Now, California birds are, I think, direct descendants of Beelzebufo. The crows specifically are enormous, the size of cats. And yet… After weeks of failing to attract small, docile birds to a window feeder, I told my partner: “I’m going to build a murder of crows.”
If you don’t know, crows, ravens and other corvids – okay, maybe I do know a thing or two about bird species – are extremely smart. They can recognize human faces, build tools, leave gifts, exact revenge and even have been found to possess a sense of self. Are you fucking kidding me? Of course I want a gang of crows so loyal they’ll destroy the yards of my enemies. So I set out some peanuts (crows love peanuts) on the sidewalk next to our apartment, and waited.
It became a joke in our house, because I was constantly checking the status of the peanuts, scanning the horizon for flying cats. Then, one morning, the peanuts were gone. That night, I set out more, and a Tupperware of water. In the morning, they were gone again. According to my short-lived “bird log” (a tiny notebook with dates and observations scrawled with a golf pencil), some crows started appearing in the grass next door during the day. I referred to them affectionately as “my boys,” and insisted every night before bed that I “had to put out some nuts for my boys.”
The truth is that I have no idea whether my peanut-eaters were crows. There’s a chance. But it was the fun of observation, and feeling a connection to my tangible surroundings, to nuts on a hot sidewalk, that filled some part of me. That’s what I’m hoping to get out of (and get at with) rummaging.

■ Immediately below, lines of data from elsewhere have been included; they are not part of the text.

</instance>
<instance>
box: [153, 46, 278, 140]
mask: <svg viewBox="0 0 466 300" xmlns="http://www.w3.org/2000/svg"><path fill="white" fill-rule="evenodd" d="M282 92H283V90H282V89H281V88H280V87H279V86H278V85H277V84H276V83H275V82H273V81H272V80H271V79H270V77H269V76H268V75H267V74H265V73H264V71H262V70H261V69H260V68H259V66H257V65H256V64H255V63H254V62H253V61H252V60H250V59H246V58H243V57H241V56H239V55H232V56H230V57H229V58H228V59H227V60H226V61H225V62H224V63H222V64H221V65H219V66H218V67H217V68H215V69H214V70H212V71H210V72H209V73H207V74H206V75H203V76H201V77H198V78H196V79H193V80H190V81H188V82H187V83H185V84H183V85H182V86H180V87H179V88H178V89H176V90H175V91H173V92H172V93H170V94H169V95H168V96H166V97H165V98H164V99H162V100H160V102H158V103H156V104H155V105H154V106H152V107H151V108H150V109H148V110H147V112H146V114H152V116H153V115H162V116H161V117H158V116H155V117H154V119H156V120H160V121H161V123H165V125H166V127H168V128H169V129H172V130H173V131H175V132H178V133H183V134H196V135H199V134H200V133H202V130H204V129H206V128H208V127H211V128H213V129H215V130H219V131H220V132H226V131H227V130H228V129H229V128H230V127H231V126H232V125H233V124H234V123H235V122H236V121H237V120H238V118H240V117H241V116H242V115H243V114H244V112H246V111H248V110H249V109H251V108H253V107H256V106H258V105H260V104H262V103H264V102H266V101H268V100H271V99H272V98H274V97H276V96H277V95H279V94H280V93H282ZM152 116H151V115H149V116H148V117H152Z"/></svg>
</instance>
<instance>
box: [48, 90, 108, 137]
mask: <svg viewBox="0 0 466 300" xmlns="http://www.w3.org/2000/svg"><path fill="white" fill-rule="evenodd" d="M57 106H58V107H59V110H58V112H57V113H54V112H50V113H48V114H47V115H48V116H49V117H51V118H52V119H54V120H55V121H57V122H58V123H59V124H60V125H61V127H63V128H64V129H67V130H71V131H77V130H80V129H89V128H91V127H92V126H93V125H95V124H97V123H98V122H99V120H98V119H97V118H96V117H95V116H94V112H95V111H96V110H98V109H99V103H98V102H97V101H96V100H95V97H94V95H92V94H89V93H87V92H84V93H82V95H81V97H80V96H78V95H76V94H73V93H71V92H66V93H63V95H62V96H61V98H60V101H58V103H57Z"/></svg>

There’s no real reason for me to start a newsletter, other than that I miss writing for fun. And if we’re always going to be rolling stuff around in our minds, we might as well examine the dust bunnies that have accumulated in the corners. Maybe you’ll be compelled to rummage with me. And maybe rummaging through these odds and ends will stoke our curiosity about tiny joys to be found in the analog world.